More than $10,000 to hire a photographer to snap pictures of a minister and her staff (Staff? Why?). Thousands spent on limos and lounge passes. Untold thousands to ferry the prime minister’s staff and relatives to sunny beaches on government jets – and the evidence later altered to show something else.
None of these people are corrupt, as some conservative voices now suggest. They are not stupid, either. They are not intrinsically evil, as far as I know.
They are, however, about to learn Kinsella’s Political Rule No. 1: Big political graves are dug with tiny shovels.
Sixteen-dollar orange juice. Gucci loafers. Gold-plated faucets on a plane. Claiming per diems for a house you don’t actually live in.
None added up to big dollars. But all of them contributed to very powerful losing power.
The Trudeau regime spinners are now trotting out the same facile lines as every government (the Chrétien one excluded, that is) since time immemorial:
- “The other guys did it too!” – This didn’t work when you were seven and you and your sibling ate all the Halloween candy, and it certainly won’t work now. Saying you are as covered in sin as the other guy isn’t an excuse, it’s an admission of guilt.
- “It’s cheaper than the alternative!” – The Environment minister gave this one a whirl. “We could have flown over a photographer from Canada but we saved you lots of money by hiring a photographer in Paris!” First, you have those government-issue smart phones to take pictures and government-issue staffers to snap the damn shutter. Second, there’s no such thing as a cheap anything in Paris.
- “Canadians don’t care. Nothing to see here, move along!” – The Harper guys loved this one. They used it all the time. Got them kicked out of government, didn’t it? Ipso facto, Kinsella’s Political Rule No. 2: A significant number of Canadians don’t know how many millions are in a billion. But they sure know you can afford to pay for parking out of your paycheque.

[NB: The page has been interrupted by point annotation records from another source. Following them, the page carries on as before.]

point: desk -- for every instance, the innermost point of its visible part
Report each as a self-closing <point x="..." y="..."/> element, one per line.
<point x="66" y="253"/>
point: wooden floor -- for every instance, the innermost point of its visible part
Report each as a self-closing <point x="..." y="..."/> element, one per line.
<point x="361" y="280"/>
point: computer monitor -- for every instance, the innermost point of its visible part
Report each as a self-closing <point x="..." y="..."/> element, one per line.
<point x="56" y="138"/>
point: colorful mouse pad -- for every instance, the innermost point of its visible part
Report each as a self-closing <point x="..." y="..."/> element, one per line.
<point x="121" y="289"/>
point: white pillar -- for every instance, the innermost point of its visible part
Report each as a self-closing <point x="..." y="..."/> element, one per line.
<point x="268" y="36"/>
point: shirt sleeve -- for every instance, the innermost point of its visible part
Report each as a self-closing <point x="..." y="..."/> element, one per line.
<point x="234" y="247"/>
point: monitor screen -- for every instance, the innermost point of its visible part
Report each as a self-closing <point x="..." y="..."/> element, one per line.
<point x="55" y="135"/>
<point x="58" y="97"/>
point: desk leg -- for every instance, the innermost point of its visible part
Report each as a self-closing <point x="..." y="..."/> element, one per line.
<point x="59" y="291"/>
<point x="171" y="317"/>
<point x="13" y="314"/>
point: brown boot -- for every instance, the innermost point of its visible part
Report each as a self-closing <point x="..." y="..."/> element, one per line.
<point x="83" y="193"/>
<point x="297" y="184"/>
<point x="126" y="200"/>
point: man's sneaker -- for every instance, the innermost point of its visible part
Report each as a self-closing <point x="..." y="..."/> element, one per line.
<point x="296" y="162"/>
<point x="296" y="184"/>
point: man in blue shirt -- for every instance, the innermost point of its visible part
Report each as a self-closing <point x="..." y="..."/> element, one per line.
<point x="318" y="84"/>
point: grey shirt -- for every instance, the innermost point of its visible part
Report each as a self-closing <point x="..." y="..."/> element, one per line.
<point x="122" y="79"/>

As I sat with Chretien on a bench on Sparks Street, munching a $2 hotdog paid for out of our own pockets – bureaucrats on their way to fancy expense-account lunches, agape at the prime ministerial presence – I made a mental note to scribble down Kinsella’s Political Rules Three and Four for later use:
- Humility isn’t thinking less of yourself. It’s thinking of yourself less.
- It’s not your money, political folks. Its ours!
(Also, don’t ever get in the limo.)
Warren Kinsella is a Canadian journalist, political adviser and commentator.